7.2.7 In order to implement this transition, resident settlors should be required to disclose all settlements, as widely defined, on non-resident trustees existing on 1 April 1988. Settlors should also notify the Inland Revenue Department of the transition they have elected.

7.2.8 Settlements of trusts made by residents after 17 December 1987 and distributions of income or capital from such trusts would be subject to the new regime proposed in chapter 5.

7.3 Non-Resident Trusts

7.3.1 Non-resident trusts (i.e those which are not settled by a New Zealand resident) are not affected by the settlor regime, irrespective of when they were settled. The treatment of distributions from such trusts to resident beneficiaries is, however, to be clarified as part of the present reforms.

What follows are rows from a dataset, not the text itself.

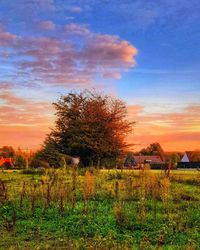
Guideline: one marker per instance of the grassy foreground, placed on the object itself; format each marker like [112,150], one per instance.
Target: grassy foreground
[107,209]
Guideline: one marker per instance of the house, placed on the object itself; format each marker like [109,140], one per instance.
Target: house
[137,161]
[191,156]
[6,161]
[151,159]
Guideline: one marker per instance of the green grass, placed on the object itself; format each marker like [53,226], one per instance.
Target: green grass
[114,218]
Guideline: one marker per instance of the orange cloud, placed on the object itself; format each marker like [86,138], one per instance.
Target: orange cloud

The Committee's recommended treatment was outlined in chapter 5. The Government's intention to clarify the law in this area was included in the CD. We therefore propose that our recommended regime apply to distributions from non-resident trusts made after 17 December 1987.

7.4 Foreign Investment Funds

7.4.1 The foreign investment fund regime is targeted at tax haven entities. The Government signalled its concern about the use of tax havens in 1986 and again in the 1987 Budget. In addition, taxpayers will usually be readily able to dispose of the interests that would be affected by the regime. Thus, the Committee supports the implementation of the foreign investment fund regime from 1 April 1988.

7.5 Recommendations

7.5.1 The Committee recommends that:

a taxpayers be exempt from the BE regime for a two year period (i.e. until 1 April 1990) in respect of interests acquired on or before 17 December 1987 in companies which are not resident in a transitional list of specified tax havens;

b taxpayers be exempt from the BE regime for a one year period (i.e. until 1 April 1989) with respect to interests which were acquired after 17 December 1987 in companies which are resident in the list of countries specified in recommendation (a) of paragraph 7.17;

c distributions of income made on or before 31 March 1989 from existing trusts with non-resident trustees, be subject to a final tax levied at a rate of 10 percent, provided that either the trust is wound up by 1 April 1989 or the settlor elects to be subject to the new settlor regime from that date. Where either of these options applies, distributions of capital profits and the corpus of the trust made on or before 31 March 1989 should be exempt from tax in beneficiaries' hands;

d where neither option outlined in (c) applies in respect of existing trusts with non-resident trustees, other than testamentary settlements:

i all distributions, whether of income or capital (other than of the corpus of the trust), should be assessable in the hands of a resident beneficiary subject to an interest charge calculated from 1 April 1988, with the beneficiary receiving a credit for any foreign tax paid by the trustee; and

ii where a settlor has a loan, guarantee or other form of financial assistance outstanding to the trustee, he or she should be assessed on imputed interest at a prescribed rate (less any interest actually received by the settlor or paid by the trustee, as the case may be) computed on the amount of the loan, guarantee or other assistance outstanding;

e in the case of testamentary trusts in existence on 17 December 1987 where the deceased person was a resident and which do not wind up pursuant to recommendation (c):

i distributions of capital profits made after 31 March 1989 continue to be exempt in the hands of beneficiaries; and

ii distributions of income be assessable subject to an interest charge calculated from 1 April 1988;

f where a resident makes a settlement after 17 December 1987 to a trust in existence on that date, all of the trust settlements be deemed to have been made after 17 December 1987;

g taxpayers be required to make full disclosure of all settlements, as widely defined, to trusts with non-resident trustees existing on 1 April 1988;

h the implementation date for the proposed changes to the treatment of distributions from non-resident trusts be 17 December 1987; and

i the implementation date for the foreign investment fund regime be 1 April 1988.